А.К.Толстой (1817-1875)

(автор много чего, включая “Сокращённую русскую историю от Гостомысла до Тимашева”, и соавтор мудростей Козьмы Пруткова)

Изучая эпоху Ивана Грозного и работая над романом “Князь Серебряный” (1862), А.К.Толстой пришел к выводу, что не царь один “несет ответственность за свое царствованье; не он один создал свой произвол, и пытки, и казни, и наушничество, вошедшее в обязанность и в обычай. Эти возмутительные явления были подготовлены предыдущими временами”. И признался, что “при чтении источников книга не раз выпадала у него из рук и он бросал перо в негодовании, не столько от мысли, что мог существовать Иоанн IV, сколько от той, что могло существовать такое общество, которое смотрело на него без негодования”.

Ф.М.Достоевский (1821-81)

Родион Раскольников, убивший “старушонку-процентщицу” (в 1866 году, при соучастии Достоевского), спрашивал себя: “Вошь ли я, как все, или человек?”, “Тварь ли я дрожащая или право имею…”.

Выделив слово “право” и оборвав вопрос многоточием, Достоевский выразил бурность мыслей и чувств Раскольникова. Недоучившийся студент-юрист что-то слышал о правах человека в Европе и Америке, но толком не понимал, о каком праве он говорит и кто (или что) это право может гарантировать. В романе, после преступления и до наказания, он мысленно готов был бежать в Америку, но не потому, что там у человека есть какие-то права, а потому что хотел бежать, “куда подальше”, и чем дальше, тем лучше.

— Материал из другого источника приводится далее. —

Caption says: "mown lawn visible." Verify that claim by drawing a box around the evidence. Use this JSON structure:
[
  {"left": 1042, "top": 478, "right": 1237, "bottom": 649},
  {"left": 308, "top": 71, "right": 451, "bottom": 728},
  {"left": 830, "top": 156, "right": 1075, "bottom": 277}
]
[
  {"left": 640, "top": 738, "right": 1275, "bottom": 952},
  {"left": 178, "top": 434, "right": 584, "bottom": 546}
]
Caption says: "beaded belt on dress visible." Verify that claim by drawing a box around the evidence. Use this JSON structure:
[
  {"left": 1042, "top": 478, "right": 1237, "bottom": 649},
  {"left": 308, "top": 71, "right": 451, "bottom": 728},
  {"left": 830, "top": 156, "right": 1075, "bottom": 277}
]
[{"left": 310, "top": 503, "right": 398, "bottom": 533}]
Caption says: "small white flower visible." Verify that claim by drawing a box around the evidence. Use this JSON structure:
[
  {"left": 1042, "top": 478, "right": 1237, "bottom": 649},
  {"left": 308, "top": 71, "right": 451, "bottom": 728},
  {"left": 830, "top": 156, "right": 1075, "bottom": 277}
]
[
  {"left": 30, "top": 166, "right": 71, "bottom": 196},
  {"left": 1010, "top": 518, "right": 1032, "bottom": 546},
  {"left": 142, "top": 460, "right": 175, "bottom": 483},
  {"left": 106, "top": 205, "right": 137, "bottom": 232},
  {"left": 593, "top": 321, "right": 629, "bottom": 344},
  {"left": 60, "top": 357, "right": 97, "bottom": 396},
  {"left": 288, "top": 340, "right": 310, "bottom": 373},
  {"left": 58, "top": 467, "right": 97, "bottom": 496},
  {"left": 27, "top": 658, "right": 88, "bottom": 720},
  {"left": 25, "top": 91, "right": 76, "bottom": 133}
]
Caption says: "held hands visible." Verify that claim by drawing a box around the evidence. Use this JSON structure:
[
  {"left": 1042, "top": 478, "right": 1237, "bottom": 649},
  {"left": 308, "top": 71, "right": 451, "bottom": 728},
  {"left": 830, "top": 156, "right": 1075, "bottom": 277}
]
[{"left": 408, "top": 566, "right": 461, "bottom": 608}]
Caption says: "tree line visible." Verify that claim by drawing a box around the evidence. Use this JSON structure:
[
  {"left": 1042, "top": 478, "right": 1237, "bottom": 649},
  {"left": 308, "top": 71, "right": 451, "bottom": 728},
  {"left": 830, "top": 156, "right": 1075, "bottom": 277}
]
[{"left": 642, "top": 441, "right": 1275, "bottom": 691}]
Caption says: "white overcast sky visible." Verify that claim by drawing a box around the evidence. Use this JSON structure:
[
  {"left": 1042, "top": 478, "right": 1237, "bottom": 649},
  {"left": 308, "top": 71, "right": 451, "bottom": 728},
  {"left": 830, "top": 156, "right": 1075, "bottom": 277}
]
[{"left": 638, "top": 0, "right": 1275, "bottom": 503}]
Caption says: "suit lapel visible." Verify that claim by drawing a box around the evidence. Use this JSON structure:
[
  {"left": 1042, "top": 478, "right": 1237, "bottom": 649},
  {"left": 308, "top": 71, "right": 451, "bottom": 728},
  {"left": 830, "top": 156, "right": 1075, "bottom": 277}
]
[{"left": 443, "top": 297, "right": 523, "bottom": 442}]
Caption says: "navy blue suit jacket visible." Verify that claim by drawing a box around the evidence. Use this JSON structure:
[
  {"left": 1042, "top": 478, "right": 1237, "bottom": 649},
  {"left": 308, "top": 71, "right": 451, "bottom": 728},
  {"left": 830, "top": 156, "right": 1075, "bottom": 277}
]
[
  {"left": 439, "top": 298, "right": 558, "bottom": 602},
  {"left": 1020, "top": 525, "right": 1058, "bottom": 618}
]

Зато на вопрос “Вошь ли я, как все, или человек?” он имел гораздо больше оснований. С этими “всеми” он встречался лично и ежедневно.

Если доверять реализму Достоевского, то мать и сестра любили Родиона и старались изо всех сил помочь ему получить высшее образование (для чего сестра готова была выйти замуж за нелюбимого, но богатого). Для них он уж точно не был “вошью”, но в его сознании любовь родных ближних была подавлена холодным равнодушием “всех” неродных. По воле автора романа, в ходе само-наказания Раскольников нашел сверхъестественный библейский ответ на свой вопрос, но вряд ли он согласился бы, что этот ответ самоочевиден.

Н.С.Лесков (1831-95)

Об этих “всех”, холодно равнодушных к ближнему своему, с горечью думал Николай Лесков, глубоко и свободно верующий внук православного священника. В его романе “Соборяне” (1872), главный герой о. Савелий подытожил свои переживания в дневнике:

Занимался чтением отцов церкви и историков. Вывел два заключения, и оба желаю признавать ошибочными. Первое из них, что христианство еще на Руси не проповедано; а второе, что события повторяются и их можно предсказывать. О первом заключении говорил раз с довольно умным коллегом своим, отцом Николаем, и был удивлен, как он это внял и согласился. “Да, — сказал он, — сие бесспорно, что мы во Христа крестимся, но еще во Христа не облекаемся”. Значит, не я один сие вижу, и другие видят, но отчего же им всем это смешно, а моя утроба сим до кровей возмущается”.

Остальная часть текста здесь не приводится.